The extraction of rare earths results in considerable pollution. For every ton of rare earths extracted, between 10,000 and 12,000 cubic meters of toxic and corrosive exhaust gases are produced. These exhaust gases include hydrogen fluoride and sulfur dioxide. Furthermore, up to 75 cubic meters of acidic wastewater are produced.

From the lighter to the nuclear reactor

Although the rare earth metals are so difficult to obtain, they can still be found almost everywhere. When we watch an exciting series on television, europium takes care of the red component in the plasma screen, and lanthanum is also used here. Neodymium, praseodymium and samarium are preferred for permanent magnets and are used in dictation machines or headphones. Neodymium, terbium and dysprosium are used for use in lasers.
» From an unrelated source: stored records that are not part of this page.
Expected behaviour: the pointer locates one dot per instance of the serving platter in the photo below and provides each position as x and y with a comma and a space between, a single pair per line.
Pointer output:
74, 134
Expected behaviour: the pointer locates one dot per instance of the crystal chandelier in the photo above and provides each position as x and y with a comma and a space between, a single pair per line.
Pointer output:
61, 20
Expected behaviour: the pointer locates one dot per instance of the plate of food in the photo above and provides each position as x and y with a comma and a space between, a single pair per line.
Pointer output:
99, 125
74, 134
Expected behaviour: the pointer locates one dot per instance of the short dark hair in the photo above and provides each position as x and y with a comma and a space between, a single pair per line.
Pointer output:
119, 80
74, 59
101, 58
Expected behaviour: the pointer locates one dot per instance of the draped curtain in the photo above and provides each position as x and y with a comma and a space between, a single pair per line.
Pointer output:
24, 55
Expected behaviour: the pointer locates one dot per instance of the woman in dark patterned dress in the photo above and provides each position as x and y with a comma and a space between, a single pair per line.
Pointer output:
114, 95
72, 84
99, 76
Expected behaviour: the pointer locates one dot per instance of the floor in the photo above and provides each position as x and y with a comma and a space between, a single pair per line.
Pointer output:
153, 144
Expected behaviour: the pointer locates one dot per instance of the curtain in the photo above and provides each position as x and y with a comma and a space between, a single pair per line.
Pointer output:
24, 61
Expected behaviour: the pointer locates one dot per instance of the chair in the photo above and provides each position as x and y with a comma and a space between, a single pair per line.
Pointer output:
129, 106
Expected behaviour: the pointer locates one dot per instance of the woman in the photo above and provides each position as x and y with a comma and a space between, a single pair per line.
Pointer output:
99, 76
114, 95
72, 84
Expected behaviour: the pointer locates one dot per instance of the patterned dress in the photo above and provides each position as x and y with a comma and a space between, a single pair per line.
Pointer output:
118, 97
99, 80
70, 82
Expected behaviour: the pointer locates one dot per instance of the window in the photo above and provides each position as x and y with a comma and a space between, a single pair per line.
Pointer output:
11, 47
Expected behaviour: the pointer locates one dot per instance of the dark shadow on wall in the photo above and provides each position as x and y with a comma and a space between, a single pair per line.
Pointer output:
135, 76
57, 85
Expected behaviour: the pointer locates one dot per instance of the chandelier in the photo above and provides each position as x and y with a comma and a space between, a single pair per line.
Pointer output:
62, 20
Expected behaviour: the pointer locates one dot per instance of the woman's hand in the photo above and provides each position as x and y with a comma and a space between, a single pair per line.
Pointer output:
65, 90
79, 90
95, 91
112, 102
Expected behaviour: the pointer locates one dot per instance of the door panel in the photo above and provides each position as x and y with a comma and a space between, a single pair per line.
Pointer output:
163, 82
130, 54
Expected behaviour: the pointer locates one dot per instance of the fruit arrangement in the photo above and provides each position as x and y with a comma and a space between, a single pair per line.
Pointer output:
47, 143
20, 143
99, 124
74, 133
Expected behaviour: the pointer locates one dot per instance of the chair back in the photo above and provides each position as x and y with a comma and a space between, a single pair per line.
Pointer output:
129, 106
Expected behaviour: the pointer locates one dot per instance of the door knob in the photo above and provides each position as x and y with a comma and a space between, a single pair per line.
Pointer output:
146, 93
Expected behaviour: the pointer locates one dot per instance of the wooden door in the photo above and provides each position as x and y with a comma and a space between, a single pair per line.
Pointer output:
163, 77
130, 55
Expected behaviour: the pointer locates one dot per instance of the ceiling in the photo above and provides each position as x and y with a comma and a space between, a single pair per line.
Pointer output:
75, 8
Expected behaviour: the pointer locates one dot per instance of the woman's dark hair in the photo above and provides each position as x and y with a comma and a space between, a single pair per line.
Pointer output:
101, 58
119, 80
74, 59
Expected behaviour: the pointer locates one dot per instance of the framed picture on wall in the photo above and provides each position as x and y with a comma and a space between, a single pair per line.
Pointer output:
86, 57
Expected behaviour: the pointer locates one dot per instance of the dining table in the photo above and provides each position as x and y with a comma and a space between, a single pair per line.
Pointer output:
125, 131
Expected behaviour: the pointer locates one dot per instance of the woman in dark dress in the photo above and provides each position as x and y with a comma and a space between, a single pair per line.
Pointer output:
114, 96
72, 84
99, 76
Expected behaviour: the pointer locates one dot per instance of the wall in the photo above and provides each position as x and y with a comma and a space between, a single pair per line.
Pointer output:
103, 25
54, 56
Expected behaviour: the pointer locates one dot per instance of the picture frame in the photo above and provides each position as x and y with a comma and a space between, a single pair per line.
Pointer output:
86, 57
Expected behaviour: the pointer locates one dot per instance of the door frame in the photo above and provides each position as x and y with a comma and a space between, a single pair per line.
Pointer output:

Rare earths play a major role in the field of electric motors and batteries and are therefore essential for electromobility. Praseodymium and neodymium are used for electric motors, lanthanum is already used for nickel-metal hydride batteries in electric or hybrid cars. Anyone who smokes and always has a lighter with them may be surprised that rare earths are also included here. The main component of the flint is cerium, which is also used as an oxide in self-cleaning ovens.

Because rare earths can be found in such different applications, their demand is also increasing. Since the deposits are very limited, they also play an important economic role. The recycling of these metals from electronic scrap is also a way of using the metals in an economically and ecologically sensible way.